Albéniz's music utilizes striking rhythms and decorative chromatic melodic figures which are reminiscent of Andalusian folk music. His music is lyrical and the "appealing vocal lines slip in and out of a full orchestral texture that continually animates the work". To depict the feast day, Albéniz used both an opera chorus and a children’s chorus. He also incorporated a significant amount of dance music into the feast scenes of the opera.

==Recording==
The Spanish musicologist and conductor José de Eusebio has assembled and recorded a critical edition of Albéniz's 1905 version. The Penguin Guide writes about this recording that the opera's "many attractive qualities are clear. ...the writing in a gently Spanish idiom has plenty of colour in the orchestration. ... Vivid sound."

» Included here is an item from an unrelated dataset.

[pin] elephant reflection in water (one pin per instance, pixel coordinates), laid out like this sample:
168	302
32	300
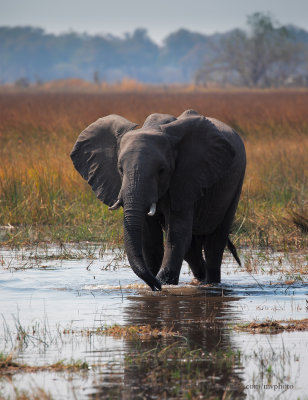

Albéniz: Pepita Jiménez – Orquesta y Coro de la Comunidad de Madrid
- Conductor: José de Eusebio
- Principal singers: Carol Vaness (Pepita Jiménez), Plácido Domingo (Don Luis de Vargas), Jane Henschel (Antoñona), Enrique Baquerizo (Don Pedro de Vargas), Carlos Chausson (Vicar), José Antonio López (Count Genazahar) Ángel Rodríguez (1st Officer), Federico Gallar (2nd Officer)
- Recording location and date: Teatro Bulevar, Torrelodones, Madrid, July 2004 and June 2005
- Label: Deutsche Grammophon – 000747202 (CD)

==Sources==
- Clark, Walter Aaron (1999). "Isaac Albéniz: Portrait of a Romantic"
- Barulich, Frances. "Grove Music Online"
- "The Penguin Guide to Recorded Classical Music" (2008)
- Pepita Jiménez, CD recording and booklet released in 2006 (DG 477 6234) with José de Eusebio conducting the Orquesta y Coro de la Comunidad de Madrid.